Large-scale Data Engineering (Winter 2023/24)


Conducting research in the areas of data engineering, data management, and machine learning systems requires the ability to deal with scientific literature in these areas as well as to design, implement, and evaluate prototypes. To facilitate these skills, the DAMS Lab group (FG Big Data Engineering) at TU Berlin offers a seminar and a programming project on Large-scale Data Engineering as a combined module (12 ECTS), which can be taken by bachelor and master students. Taking both seminar and project is the ideal preparation for a bachelor/master thesis with our group. Alternatively, only bachelor students may take the seminar as a separate module (3 ECTS) and the project as a separate module (9 ECTS).

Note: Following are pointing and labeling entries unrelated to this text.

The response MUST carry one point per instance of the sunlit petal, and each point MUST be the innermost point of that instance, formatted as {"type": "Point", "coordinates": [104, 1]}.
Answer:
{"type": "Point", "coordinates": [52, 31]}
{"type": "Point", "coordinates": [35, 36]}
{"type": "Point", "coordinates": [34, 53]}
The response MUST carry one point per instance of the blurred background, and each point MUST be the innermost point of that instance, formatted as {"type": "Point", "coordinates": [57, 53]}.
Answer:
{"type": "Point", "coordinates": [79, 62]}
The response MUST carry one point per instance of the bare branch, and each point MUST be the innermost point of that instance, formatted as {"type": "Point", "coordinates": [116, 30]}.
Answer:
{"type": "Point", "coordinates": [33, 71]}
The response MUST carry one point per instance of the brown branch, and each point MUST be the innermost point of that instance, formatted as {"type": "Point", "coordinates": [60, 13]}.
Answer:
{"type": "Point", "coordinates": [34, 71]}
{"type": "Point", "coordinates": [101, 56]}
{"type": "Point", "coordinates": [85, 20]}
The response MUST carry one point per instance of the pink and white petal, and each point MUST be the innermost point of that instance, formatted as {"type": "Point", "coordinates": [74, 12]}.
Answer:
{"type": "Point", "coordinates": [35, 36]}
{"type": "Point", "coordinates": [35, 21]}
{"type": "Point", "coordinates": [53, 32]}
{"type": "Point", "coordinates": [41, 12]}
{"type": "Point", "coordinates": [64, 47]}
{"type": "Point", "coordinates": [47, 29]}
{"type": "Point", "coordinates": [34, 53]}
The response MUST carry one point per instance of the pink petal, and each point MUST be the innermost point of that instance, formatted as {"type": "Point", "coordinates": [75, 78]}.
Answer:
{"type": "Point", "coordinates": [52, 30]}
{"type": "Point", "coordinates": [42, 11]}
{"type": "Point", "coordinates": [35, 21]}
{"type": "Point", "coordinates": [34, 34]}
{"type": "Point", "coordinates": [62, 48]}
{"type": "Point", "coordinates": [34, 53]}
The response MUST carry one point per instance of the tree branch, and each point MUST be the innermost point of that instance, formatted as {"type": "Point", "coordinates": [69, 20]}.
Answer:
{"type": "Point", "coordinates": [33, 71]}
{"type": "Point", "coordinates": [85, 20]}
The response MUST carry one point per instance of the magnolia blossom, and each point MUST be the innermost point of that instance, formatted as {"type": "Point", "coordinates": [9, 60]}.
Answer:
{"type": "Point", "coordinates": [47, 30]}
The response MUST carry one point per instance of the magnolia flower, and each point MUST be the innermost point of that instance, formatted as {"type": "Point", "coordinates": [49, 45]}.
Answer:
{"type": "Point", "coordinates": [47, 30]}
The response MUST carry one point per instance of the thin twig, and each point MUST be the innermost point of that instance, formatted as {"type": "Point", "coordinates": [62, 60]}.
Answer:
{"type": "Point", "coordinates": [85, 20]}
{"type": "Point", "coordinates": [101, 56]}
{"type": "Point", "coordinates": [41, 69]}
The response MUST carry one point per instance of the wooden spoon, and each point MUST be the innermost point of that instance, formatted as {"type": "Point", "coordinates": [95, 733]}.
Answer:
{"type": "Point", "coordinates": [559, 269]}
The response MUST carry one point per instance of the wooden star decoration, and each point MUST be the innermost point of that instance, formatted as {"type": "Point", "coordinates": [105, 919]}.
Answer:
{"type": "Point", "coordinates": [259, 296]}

Modules and assigned degree programs
  • Large-scale Data Engineering (module #41086, 12 ECTS): seminar and project
    • Bachelor's and master's programs: B.Sc. Computer Science (Informatik), B.Sc. Computer Engineering (Technische Informatik), B.Sc. Information Systems Management (Wirtschaftsinformatik), M.Sc. Computer Science (Informatik), M.Sc. Computer Engineering, M.Sc. Information Systems Management (Wirtschaftsinformatik), M.Sc. Electrical Engineering (Elektrotechnik)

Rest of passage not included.